Expedition 61 Ready for Saturday Spacewalk During Human Research Today

An aurora blankets the Earth beneath a celestial night sky
An aurora blankets the Earth beneath a celestial night sky as the space station orbited 261 miles above the Atlantic Ocean off the coast of North America.

The Expedition 61 astronauts are ready to finish repairing the Alpha Magnetic Spectrometer (AMS) after wrapping up their spacewalk preparations today. The International Space Station residents today also had time to explore what microgravity is doing to their muscles and digestive system.

Astronauts Andrew Morgan and Luca Parmitano have readied the U.S. spacesuits they will wear for about six hours and thirty minutes beginning Saturday at 6:50 a.m. EST. They will finalize the complex thermal repairs on the AMS, a dark matter and antimatter detector, installed in 2011 on the Starboard-3 truss structure.

Morgan and Parmitano were joined by NASA Flight Engineers Jessica Meir and Christina Koch for a final procedures review with mission controllers on the ground. Meir and Koch will operate the Canadarm2 robotic arm carefully making fine-tuned maneuvers to assist the spacewalkers at the AMS worksite.
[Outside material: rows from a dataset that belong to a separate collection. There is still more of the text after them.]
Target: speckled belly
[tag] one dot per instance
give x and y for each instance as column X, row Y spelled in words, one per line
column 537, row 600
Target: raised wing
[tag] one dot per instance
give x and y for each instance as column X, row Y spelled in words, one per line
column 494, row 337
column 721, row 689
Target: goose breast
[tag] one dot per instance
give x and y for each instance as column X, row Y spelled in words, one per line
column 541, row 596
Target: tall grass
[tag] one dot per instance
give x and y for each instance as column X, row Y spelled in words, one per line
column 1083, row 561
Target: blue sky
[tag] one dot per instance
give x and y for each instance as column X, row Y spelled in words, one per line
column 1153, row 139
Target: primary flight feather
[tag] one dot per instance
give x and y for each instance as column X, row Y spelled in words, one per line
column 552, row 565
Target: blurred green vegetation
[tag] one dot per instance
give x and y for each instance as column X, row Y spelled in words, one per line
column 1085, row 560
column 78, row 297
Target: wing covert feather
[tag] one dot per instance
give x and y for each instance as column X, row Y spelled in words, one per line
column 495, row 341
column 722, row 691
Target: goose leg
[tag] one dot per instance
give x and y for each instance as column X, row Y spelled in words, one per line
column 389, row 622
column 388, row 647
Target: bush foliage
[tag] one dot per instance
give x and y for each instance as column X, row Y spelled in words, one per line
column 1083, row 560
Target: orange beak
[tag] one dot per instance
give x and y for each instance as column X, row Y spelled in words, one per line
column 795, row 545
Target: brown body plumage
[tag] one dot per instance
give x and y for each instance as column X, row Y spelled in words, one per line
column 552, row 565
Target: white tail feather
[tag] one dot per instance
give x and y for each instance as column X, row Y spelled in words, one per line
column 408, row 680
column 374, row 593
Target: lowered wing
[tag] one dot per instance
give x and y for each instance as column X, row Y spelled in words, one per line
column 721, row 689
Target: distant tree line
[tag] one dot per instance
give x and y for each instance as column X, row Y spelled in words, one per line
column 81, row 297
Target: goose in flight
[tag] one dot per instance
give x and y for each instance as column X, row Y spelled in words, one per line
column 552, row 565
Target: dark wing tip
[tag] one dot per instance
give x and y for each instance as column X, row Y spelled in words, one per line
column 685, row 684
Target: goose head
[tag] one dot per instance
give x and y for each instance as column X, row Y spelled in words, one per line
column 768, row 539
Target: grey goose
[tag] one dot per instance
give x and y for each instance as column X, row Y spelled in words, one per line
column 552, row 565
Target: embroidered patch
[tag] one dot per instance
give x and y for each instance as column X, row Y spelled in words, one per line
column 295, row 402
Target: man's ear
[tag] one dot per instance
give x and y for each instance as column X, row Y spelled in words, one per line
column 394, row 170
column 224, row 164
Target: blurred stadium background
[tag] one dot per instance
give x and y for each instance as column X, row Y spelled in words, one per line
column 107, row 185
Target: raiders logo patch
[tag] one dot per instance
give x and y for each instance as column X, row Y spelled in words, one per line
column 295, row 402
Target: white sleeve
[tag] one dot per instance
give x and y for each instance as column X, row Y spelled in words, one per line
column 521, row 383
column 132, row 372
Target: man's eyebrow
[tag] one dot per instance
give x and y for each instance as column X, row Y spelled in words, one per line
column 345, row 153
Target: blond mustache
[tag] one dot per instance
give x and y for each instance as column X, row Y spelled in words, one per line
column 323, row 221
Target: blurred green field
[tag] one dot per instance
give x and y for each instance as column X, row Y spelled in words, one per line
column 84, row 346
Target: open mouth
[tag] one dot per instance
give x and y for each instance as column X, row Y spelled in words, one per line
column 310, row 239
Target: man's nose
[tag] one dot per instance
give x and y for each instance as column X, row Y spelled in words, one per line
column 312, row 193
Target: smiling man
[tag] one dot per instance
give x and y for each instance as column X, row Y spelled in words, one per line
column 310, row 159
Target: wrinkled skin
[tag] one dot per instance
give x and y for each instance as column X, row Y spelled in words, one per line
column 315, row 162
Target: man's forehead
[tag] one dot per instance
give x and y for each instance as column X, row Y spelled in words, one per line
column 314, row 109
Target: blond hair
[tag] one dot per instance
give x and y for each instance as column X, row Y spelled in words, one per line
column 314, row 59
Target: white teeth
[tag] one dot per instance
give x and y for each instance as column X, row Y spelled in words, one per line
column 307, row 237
Meir and Koch began their workday by performing scans of their neck, arm, leg and feet muscles with an ultrasound device. The scans are downlinked to doctors studying how weightlessness affects the biochemical properties of muscles. The pair also collected their blood samples and stowed them in a science freezer for the human research study. Insights my impact health strategies on future long-term space missions.

Cosmonauts Alexander Skvortsov and Oleg Skripochka spent Friday morning on a Russian digestion study today scanning their stomachs with another ultrasound device before and after breakfast. They split up in the afternoon working on a variety of station hardware maintenance and crew departure activities.